Ensure all platform changes are backward compatible.
Own the end-to-end conversation logging system, including schema, capture, and metadata persistence to PostgreSQL and S3.
Maintain and extend knowledge base ingestion pipelines: scraping, embedding, vector DB indexing, and retrieval validation.
Define and freeze data contracts between capture specifications and implementation.
Implement multi-tenant data tagging for accurate attribution of logged conversations.
Own the eval suite end-to-end: scenario design, ground-truth dataset curation, automated scoring, and regression CI gates.
Build and maintain LLM simulation test flows to exercise agents across various functionalities.
Instrument distributed tracing at the LangGraph node level.
Implement eval suite parameterization for cross-customer use with minimal configuration.

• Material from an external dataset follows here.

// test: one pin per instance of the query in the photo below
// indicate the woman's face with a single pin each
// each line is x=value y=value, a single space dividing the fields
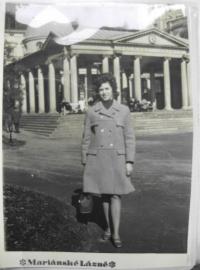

Define and enforce production-ready gates (eval score thresholds) before agent deployment.
Build and maintain onboarding automation scripts for rapid customer deployment (under 30 minutes).
Own deploy parameterization, ensuring customer-specific values are injected via config.
Maintain platform sync across customer repositories, ensuring shared code consistency.
Document and enforce the deployment SOP for new deployments.
Ensure all platform APIs meet latency targets through profiling, caching, and async optimization.
Maintain structured logging at critical path nodes.
Implement CI/CD gates for automated eval and schema validation before merging to production.
Contribute to incident diagnosis by maintaining observable, well-logged systems.